61
adamın ingiltere kariyerine bakarsan tam bir bidon, italya ve arjantin kariyerine bakarsan gelmiş geçmiş en iyi iki üç orta sahadan biri. bana kalırsa ben hep ikincisine bakarım tabii. pasları, şutları, takımı yönetişi, motorunun yaptığı dalga, köpürtmesi... http://inciswf.com/anlayamazsiniz.swf
aslında doğuştan şanslı futbolculardan zat-ı şahaneleri. babası juan ramón verón, nam-ı diğer la bruja*, tam on sezon top koşturmuş estudiantes'te ve üç kez libertadores kazanmış bir eski toprak.

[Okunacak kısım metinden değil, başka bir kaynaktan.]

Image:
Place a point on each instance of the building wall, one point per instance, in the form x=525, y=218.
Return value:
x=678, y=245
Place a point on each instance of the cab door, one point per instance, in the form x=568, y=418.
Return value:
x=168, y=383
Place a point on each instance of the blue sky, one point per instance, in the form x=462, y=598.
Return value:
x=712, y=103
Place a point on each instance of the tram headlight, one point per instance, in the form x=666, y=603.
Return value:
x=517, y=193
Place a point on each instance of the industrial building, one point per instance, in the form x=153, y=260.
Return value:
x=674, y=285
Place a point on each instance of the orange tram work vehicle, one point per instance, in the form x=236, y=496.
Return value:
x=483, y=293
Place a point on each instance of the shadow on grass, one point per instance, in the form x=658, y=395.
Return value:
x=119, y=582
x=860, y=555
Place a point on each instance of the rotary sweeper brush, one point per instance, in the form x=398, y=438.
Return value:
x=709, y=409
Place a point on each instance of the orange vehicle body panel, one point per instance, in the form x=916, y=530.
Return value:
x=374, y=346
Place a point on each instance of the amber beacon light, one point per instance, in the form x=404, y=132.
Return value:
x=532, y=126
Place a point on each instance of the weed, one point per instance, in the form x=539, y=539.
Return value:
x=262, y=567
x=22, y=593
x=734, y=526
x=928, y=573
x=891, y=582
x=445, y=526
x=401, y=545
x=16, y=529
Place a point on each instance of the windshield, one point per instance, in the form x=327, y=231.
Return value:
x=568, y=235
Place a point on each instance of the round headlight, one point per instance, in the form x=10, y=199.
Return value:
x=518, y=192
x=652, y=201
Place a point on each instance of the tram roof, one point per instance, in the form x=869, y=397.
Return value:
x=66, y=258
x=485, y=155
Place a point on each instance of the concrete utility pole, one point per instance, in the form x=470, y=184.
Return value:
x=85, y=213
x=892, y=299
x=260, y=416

https://i.hizliresim.com/l19XaB.jpg
e genetik diye bir şey var abiciğim, böyle babadan baki mercimek gibi bir evlat çıkacak değil. gerçi jordi cruyff gerçeği diye de bir şey var ama neyse. bizim juan sebastian da babasının izinden gidip futbola estudiantes'te başlıyor. adamdaki futbolcu kumaşını gören boca juniors hemen salça oluyor tabii. para parayken 2,5 milyon avroya kapıyor gencoyu. orada da yardırınca artık evropa'ya gitme vakti geliyor her başarılı arjantinli gibi. italya'nın orta direk takımlarından sampdoria ile başlıyor maceraya. iki sezon boyunca sabah 8, akşam 5 tesislerden ayrılmayan veron bu çalışmasının kaymağını fransa 98'te arjantin formasına kavuşarak yiyor. o sıralar parmalat tarafından semirtilip ihya edilen parma bakıyor ki bu çocukta iş var, 18 milyon avroyu bastırıp kadrosuna katıyor hemen. o senelerde italyan takımları için bu meblağlar çıtır çerez parası zaten. ama parasının hakkını da veriyor hani. sadece bir sezon* kaldığı parma'da tam 42 maça çıkıp italya kupası'nı ve daha mühimi uefa kupası'nı kazanan kadronun en önemli adamı oluyor. kimler yok ki o kadroda? sayalım: başrollerde gencecik buffon, filozof thuram, tüm zamanların en iyilerinden cannavaro, kara taklacı asprilla, aygır forvet crespo; yan rollerde chiesa, sensini, sartor, fiore, dino baggio, balbo...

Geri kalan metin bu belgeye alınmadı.